Viele Analysten sind schockiert: Jetzt auch noch Chipriese Intel. Der Weltmarktführer hat seine Umsatzprognose stark reduziert. Für die gesamte Technologiebranche bedeutet das nichts Gutes: Harte Zeiten stehen an.

HB NEW YORK. Wegen weltweit flauer Nachfrage hat der US-Chipgigant Intel seine Prognose gesenkt und damit die gesamte Technologiebranche zum Zittern gebracht. Der Weltmarktführer reduzierte seine Umsatzprognose für das vierte Quartal am Mittwoch um 14 Prozent auf rund neun Mrd. Dollar. Im dritten Quartal hatte Intel ungeachtet der Finanzkrise noch 10,2 Mrd. Dollar Umsatz erwirtschaftet. Analysten waren schockiert. Da Intel als Stimmungsbarometer für die Technologiebranche gilt, rechnen sie auch bei anderen Unternehmen mit Einbußen. Die Chip-Hersteller National Semiconductor und Applied Materials kündigten wegen schwacher Geschäfte bereits Stellenstreichungen an.

Analysten hatten mit einer Reduzierung der Intel-Prognose gerechnet, jedoch nicht in diesem Ausmaß. Nun müsse man sich im Technologiesektor auf neue Realitäten einstellen, sagte Analystin Taunya Sell von Wells Fargo. "Natürlich wird das auch Auswirkungen auf Microsoft im PC-Markt haben." Für ihren Kollege John Dryden deutet die neue Intel-Vorhersage auf ein extrem schwaches Weihnachtsgeschäft hin. "Wenn der Umsatz so tief fällt, heißt das, die Menschen haben ihren Urlaubs-Konsum im Wesentlichen eingestellt." Intel erklärte, die Nachfrage bleibe in allen Regionen und Marktsegmenten deutlich hinter den Erwartungen zurück. Auch die Prognose für die Gewinnspanne nahm der Konzern herunter. Intel-Aktien fielen nachbörslich um gut sieben Prozent und zogen die US-Aktienfutures mit in den Keller.

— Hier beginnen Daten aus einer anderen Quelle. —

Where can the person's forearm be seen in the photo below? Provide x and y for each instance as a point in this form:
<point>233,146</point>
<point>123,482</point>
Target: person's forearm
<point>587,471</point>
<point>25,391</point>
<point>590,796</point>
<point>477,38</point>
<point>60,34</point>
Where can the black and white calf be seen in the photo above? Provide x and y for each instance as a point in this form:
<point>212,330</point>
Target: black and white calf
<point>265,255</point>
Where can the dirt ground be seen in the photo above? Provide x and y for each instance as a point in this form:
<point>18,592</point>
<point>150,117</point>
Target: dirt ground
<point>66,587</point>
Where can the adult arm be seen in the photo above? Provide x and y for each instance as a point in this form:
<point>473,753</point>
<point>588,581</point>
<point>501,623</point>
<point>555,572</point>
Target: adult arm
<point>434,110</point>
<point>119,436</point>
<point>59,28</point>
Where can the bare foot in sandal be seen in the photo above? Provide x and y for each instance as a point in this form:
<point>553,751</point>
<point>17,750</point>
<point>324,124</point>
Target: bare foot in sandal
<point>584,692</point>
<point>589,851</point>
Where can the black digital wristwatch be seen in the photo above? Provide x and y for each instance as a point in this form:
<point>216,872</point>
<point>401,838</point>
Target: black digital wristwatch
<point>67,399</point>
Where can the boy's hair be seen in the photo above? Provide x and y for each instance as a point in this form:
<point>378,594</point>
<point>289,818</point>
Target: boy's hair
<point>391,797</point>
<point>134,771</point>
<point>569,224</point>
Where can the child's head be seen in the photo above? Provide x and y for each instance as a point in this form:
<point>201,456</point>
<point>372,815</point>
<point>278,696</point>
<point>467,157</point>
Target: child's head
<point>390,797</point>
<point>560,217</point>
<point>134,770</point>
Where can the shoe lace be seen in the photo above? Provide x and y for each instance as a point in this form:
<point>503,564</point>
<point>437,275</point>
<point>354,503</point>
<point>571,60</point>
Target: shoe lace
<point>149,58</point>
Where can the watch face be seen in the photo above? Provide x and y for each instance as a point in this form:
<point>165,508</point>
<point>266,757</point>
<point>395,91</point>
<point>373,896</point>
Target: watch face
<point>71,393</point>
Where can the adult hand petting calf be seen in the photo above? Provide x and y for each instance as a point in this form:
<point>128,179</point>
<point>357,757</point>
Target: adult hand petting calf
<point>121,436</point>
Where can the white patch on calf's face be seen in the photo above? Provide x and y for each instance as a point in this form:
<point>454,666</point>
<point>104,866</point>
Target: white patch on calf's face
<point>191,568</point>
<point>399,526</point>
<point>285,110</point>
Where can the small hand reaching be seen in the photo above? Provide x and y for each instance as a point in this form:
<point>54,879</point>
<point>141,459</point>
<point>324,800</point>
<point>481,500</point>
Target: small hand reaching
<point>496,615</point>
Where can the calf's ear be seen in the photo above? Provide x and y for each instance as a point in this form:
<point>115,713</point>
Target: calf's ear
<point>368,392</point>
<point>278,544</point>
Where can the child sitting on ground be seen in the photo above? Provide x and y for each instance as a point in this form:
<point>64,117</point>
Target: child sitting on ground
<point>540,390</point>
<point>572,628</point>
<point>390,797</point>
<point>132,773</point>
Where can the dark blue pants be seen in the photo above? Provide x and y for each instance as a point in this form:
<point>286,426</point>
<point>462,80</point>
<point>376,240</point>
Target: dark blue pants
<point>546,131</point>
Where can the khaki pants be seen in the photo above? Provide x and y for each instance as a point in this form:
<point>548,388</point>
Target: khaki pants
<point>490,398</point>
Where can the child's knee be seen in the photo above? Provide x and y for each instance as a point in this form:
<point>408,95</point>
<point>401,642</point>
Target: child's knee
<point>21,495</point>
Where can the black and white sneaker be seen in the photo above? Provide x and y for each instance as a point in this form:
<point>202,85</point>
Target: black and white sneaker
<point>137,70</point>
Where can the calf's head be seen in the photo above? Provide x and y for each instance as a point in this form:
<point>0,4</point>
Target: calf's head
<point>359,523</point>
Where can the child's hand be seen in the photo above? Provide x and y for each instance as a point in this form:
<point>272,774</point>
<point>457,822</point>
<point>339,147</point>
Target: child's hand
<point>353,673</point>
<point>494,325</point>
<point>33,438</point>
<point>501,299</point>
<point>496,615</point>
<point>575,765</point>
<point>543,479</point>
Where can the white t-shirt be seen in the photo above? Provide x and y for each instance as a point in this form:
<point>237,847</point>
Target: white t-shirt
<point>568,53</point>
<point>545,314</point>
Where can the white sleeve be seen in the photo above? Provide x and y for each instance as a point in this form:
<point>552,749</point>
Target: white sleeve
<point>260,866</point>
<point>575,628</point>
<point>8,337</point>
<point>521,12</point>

Der US-Chiphersteller Applied Materials kündigte nach einem Gewinneinbruch die Streichung von 1800 Stellen an - rund zwölf Prozent der Belegschaft. Der Konzern verdiente im vergangenen Quartal nur noch gut halb so viel wie vor einem Jahr. Der Umsatz sank um 14 Prozent auf rund zwei Mrd. Dollar. "Die Tumulte an den Finanzmärkten in den letzten sechs Wochen sind beispiellos. Die Abschwächung der Weltwirtschaft wird alle Geschäftsbereiche von Applied erheblich belasten", sagte Firmenchef Mike Splinter.

Konkurrent National Semiconductor schraubte seine Umsatzprognose für das laufende Quartal herunter und kündigte den Abbau von 330 Stellen an. Das Marktumfeld und die Auftragseingänge hätten sich in den letzten Monaten signifikant verschlechtert, teilte der Konzern mit. Besonders die Geschäfte der Handy-Chipsparte, die rund ein Drittel des Umsatzes ausmache, seien schwächer verlaufen.